Richard E. Byrd

Richard Evelyn Byrd ( born October 25, 1888 in Winchester, Virginia; † March 11, 1957 in Boston ) was an American polar explorer and rear admiral.

Flight to the North Pole

Byrd claimed that on May 9, 1926, together with Floyd Bennett was the first by plane, a three -engined Fokker, to have reached the North Pole by air, where he departed from Ny -Ålesund at Kings Bay on Spitsbergen. He would thus his compatriot Lincoln Ellsworth and the Norwegian polar explorer Roald Amundsen preempted by three days, which headed for the North Pole aboard the airship Norge under Airship Captain Umberto Nobile. Shortly after her return, however, was primarily due to the journalists Odd Arneson doubts that they were actually at the North Pole, the time was too short for it. Also, a technical inspection of the aircraft, performed by Bernt Balchen, raised doubts as to the veracity of the claim arise because Byrd could have never reached due to a navigational error the North Pole.

Floyd Bennett has later even stated: " Byrd and I never got the North Pole" (We have never reached the North Pole ). You would have noticed some time after the start of oil loss in the motors. Please be flown back to Spitsbergen. After a while the leak had stopped.
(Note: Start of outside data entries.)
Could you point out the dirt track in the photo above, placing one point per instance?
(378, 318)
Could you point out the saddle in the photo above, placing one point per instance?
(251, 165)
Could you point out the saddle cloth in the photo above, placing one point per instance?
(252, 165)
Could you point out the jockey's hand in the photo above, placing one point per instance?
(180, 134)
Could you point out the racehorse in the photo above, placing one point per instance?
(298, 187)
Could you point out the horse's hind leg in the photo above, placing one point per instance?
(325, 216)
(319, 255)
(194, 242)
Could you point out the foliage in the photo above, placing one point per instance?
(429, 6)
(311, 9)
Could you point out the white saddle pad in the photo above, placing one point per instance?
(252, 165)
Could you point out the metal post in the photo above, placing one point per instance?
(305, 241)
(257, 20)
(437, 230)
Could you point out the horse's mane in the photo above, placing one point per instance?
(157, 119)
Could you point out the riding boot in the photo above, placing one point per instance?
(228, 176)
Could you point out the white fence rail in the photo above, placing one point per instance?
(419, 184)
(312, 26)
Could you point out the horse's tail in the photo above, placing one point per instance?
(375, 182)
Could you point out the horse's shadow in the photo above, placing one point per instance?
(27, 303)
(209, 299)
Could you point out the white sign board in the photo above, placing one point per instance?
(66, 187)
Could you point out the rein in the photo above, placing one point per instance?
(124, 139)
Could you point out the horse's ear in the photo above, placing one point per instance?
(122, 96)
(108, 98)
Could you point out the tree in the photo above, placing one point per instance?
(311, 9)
They were then flown back and forth 14 hours near Spitsbergen and then returned to Kings Bay, where Amundsen was still busy with the preparations for his own flight.

1927 Byrd crossed the Atlantic non-stop flight in from Europe to America in 48 hours; he had to cancel due to bad weather and fuel shortages on July 1, 1927 near the coast of Normandy launched with its target Paris Departure.

The Antarctic

On his first Antarctic Expedition ( 1928-1930 ) succeeded him on 28-29. November 1929 with its three - engined aircraft Floyd Bennett, the first flyover and the circumnavigation of the South Pole, together with Bernt Balchen, Harold June and Ashley McKinley. Was financed by the journey, among others by John D. Rockefeller, Edsel Ford, the American Geographical Society, the National Geographic Society and the New York Times. The journalist Russell Owen of the New York Times reported the success of the Polfluges directly from Antarctica first.
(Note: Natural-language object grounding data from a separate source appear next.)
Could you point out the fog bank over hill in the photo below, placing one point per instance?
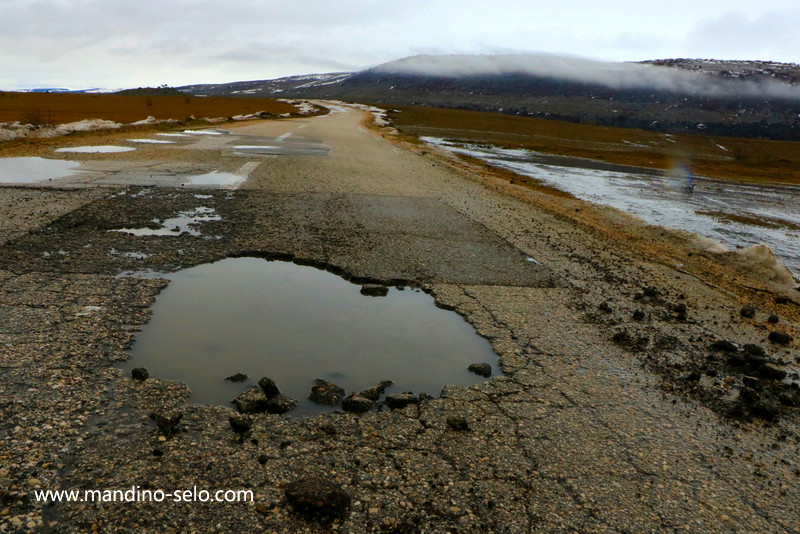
(713, 97)
(576, 69)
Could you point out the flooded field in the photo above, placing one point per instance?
(294, 324)
(735, 214)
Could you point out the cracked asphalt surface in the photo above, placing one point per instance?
(586, 430)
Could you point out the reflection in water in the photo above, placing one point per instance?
(733, 213)
(294, 324)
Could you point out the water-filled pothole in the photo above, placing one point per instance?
(295, 323)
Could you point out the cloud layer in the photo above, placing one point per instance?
(116, 43)
(610, 74)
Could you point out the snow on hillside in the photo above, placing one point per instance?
(610, 74)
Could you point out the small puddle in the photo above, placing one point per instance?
(224, 180)
(296, 323)
(207, 131)
(100, 149)
(152, 141)
(34, 170)
(185, 222)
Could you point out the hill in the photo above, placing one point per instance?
(730, 98)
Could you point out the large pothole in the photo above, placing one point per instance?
(294, 324)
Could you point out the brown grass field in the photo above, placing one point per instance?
(59, 108)
(740, 159)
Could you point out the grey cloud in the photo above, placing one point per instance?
(610, 74)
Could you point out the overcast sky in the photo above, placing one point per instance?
(129, 43)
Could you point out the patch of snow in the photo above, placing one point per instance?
(152, 141)
(207, 131)
(32, 170)
(100, 149)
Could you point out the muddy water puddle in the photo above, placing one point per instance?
(294, 324)
(733, 213)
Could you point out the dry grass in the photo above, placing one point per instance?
(740, 159)
(59, 108)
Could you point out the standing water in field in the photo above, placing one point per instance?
(735, 214)
(294, 324)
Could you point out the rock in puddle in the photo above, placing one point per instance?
(781, 338)
(375, 392)
(140, 373)
(251, 401)
(724, 345)
(236, 377)
(401, 400)
(748, 311)
(167, 420)
(374, 290)
(280, 404)
(318, 498)
(481, 369)
(269, 387)
(326, 393)
(240, 422)
(459, 424)
(357, 404)
(771, 371)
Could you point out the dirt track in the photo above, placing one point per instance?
(586, 430)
Byrd led three more expeditions (1933-1935, 1939-1941 and 1946-1947) to Antarctica, where the research and recording was a success almost the entire coastline and large domestic parts. Byrd discovered this the Marie Byrd Land, the Thurston Island, the Edsel Ford Range and Rockefeller Plateau. (As of Quarter Little America on the Ross Ice Shelf ).

His last expedition, the U.S. Operation High Jump (1946-1947), was the largest ever in the history of Antarctica and at the same time a maneuver by the U.S. Navy with 4,000 men and thirteen civilian and combatant ships, the exploration and mapping of parts of the Antarctica should be used for military purposes, but was stopped early with the loss of several entrained aircraft.
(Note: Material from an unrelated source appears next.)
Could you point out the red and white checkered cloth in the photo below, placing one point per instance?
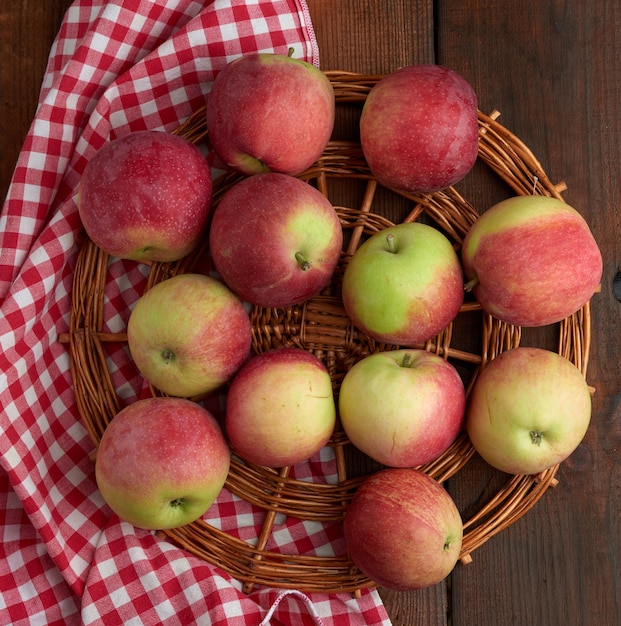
(115, 67)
Immediately before his death, it was Byrd nor the U.S. preparations for the forthcoming International Geophysical Year. Byrd was buried at Arlington National Cemetery.

Others

A lunar crater and a Martian crater named after Richard E. Byrd. Also, two ships of the United States Navy have been named after him:

  • USS Richard E. Byrd (DDG -23 ), a guided missile destroyer of the Charles F. Adams Class, which has since been decommissioned
  • A cargo ship, the USNS Richard E. Byrd (T- AKE 4).

The first expedition was featured in a documentary ( With Byrd at the South Pole, 1930).

In 1932, Byrd was the patron of the Olympic Winter Games in Lake Placid.